I risultati hanno mostrato che i livelli sierici di ferro rientravano nell'intervallo di normalità, escludendo quindi un'anemia sideropenica. Tuttavia, l'elettroforesi dell'emoglobina ha rilevato HbH e Hb Bart's, e l'HbA2 era diminuita, suggerendo un'alfa-talassemia. Ulteriori test genetici hanno confermato che il bambino era portatore di una doppia mutazione eterozigote --SEA/-α3.7 nell'alfa-talassemia.
In base a questi risultati, al bambino è stata diagnosticata l'α-talassemia HbH, una forma intermedia di anemia emolitica congenita. Attualmente, le condizioni di salute del bambino sono relativamente stabili, con un'anemia moderata e nessuna indicazione per trasfusioni di sangue di routine.
Le attività e lo sviluppo motorio del bambino sono adeguati alla sua età; tuttavia, presenta pallore cutaneo e scarso aumento di peso a causa di anemia cronica.
I medici possono consigliare interventi per migliorare la salute del bambino, principalmente attraverso l'integrazione di acido folico e l'adozione di una dieta adeguata. Con un monitoraggio e un controllo appropriati dei fattori concomitanti, molti bambini affetti da emoglobinuria parossistica notturna possono comunque svilupparsi fisicamente in modo accettabile e condurre una vita quasi normale.
Tuttavia, le famiglie devono monitorare attentamente la salute dei propri figli, soprattutto durante le malattie acute, e portarli a visite mediche precoci per ulteriori accertamenti e consulti con specialisti in pediatria ed ematologia, quando necessario. Il monitoraggio regolare è fondamentale per l'individuazione precoce di complicanze e per ottimizzare la terapia di supporto.
Secondo la Dott.ssa Tran Hien, del Dipartimento di Genetica Biomedica del Centro di Analisi MEDLATEC, la talassemia è una malattia genetica autosomica recessiva caratterizzata da una diminuzione o carenza nella sintesi delle catene di globina nella molecola di emoglobina. A seconda del tipo di catena di globina interessata, la malattia si divide in α-talassemia (carenza di catena α) e β-talassemia (carenza di catena β).
Quando si è affetti da talassemia, la conseguenza principale è l'anemia cronica, che causa nei pazienti frequenti affaticamento, pallore cutaneo e ridotta capacità di studio e lavoro.

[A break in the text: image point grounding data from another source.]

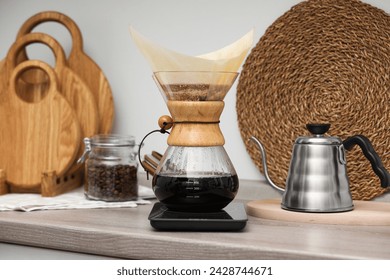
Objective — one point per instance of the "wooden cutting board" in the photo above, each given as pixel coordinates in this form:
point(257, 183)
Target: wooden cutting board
point(71, 86)
point(365, 213)
point(81, 64)
point(36, 136)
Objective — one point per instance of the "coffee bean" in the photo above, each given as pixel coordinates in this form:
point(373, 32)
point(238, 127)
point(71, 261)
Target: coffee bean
point(111, 183)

Nei casi più gravi, la malattia può causare epatomegalia e splenomegalia, deformità ossee, ritardi nello sviluppo dei bambini, necessità di trasfusioni di sangue regolari e può facilmente portare a gravi complicazioni come insufficienza cardiaca e disturbi endocrini, riducendo significativamente la qualità della vita.

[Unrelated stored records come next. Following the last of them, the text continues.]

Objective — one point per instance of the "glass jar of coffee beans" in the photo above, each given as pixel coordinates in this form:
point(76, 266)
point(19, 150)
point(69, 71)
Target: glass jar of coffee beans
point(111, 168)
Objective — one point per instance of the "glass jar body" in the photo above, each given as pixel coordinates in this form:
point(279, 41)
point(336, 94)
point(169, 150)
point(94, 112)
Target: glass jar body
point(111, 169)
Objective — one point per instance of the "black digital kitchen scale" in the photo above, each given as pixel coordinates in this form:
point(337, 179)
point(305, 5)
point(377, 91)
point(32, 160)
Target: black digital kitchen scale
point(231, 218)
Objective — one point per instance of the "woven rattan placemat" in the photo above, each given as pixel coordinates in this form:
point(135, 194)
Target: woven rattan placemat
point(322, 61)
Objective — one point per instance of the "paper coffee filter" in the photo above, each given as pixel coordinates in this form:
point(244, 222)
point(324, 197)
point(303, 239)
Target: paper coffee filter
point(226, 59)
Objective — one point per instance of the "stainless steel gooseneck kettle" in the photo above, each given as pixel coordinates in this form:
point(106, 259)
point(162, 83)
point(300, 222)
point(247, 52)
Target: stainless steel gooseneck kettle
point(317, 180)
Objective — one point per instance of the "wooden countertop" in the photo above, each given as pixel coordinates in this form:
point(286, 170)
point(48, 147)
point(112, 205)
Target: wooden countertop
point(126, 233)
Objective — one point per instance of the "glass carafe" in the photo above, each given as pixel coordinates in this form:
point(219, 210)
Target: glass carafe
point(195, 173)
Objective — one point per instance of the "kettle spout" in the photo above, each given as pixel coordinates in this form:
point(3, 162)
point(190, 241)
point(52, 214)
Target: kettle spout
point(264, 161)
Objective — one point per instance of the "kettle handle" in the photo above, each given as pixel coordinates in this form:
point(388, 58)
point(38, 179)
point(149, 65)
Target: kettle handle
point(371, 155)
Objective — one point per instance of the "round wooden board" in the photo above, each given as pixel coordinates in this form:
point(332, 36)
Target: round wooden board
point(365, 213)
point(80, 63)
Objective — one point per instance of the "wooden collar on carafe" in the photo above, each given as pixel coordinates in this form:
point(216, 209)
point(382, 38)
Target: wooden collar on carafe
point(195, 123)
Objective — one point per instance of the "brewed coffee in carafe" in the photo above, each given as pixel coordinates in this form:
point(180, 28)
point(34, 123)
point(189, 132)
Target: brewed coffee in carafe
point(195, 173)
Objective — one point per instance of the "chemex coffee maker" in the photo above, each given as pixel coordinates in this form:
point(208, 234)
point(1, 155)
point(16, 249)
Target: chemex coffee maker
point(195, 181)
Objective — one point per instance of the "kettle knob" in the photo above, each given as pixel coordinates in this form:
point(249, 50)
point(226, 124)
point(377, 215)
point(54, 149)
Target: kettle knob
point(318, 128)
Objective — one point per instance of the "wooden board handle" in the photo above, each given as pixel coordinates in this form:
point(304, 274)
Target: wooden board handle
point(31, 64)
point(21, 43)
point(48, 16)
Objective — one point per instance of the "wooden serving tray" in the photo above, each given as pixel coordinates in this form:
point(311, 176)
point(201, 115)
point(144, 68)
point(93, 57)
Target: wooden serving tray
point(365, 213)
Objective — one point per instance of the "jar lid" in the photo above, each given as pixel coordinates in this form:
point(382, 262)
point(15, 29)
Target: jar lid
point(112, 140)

In Vietnam, secondo i dati dell'Istituto Nazionale di Ematologia e Trasfusione di Sangue, i portatori del gene della talassemia sono presenti in tutti i gruppi etnici, con una prevalenza generale di circa il 13,8%. In particolare, la prevalenza dei portatori di α-talassemia è particolarmente elevata in alcuni gruppi etnici minoritari come i Tay (20,79%), i Thai (22,2%) e i Muong (22,39%).

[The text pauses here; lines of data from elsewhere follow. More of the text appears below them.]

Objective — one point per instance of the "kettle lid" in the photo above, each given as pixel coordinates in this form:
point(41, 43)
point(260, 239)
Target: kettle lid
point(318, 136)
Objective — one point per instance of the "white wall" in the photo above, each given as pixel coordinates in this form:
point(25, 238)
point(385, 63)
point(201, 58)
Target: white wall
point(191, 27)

Ciò indica che il rischio della malattia non è limitato a uno specifico gruppo di popolazione, ma è diffuso, evidenziando l'urgente necessità di comunicazione sulla prevenzione della malattia e di screening genetico nella comunità.
Attualmente la talassemia non può essere completamente curata con i metodi convenzionali; tuttavia, la malattia può essere efficacemente controllata se diagnosticata precocemente e monitorata adeguatamente. In particolare, lo screening prematrimoniale, la consulenza genetica e i test prenatali rappresentano soluzioni efficaci per ridurre il rischio di avere figli affetti da forme gravi della malattia e proteggere la salute delle generazioni future.
Il caso del bambino di 19 mesi menzionato in precedenza dimostra ancora una volta che segni apparentemente semplici come la pelle pallida e la crescita ponderale lenta possono essere segnali precoci di disturbi genetici sottostanti. Una diagnosi tempestiva non solo consente ai bambini di ricevere un monitoraggio e un intervento adeguati, ma offre anche alla famiglia l'opportunità di una consulenza genetica, limitando le conseguenze a lungo termine.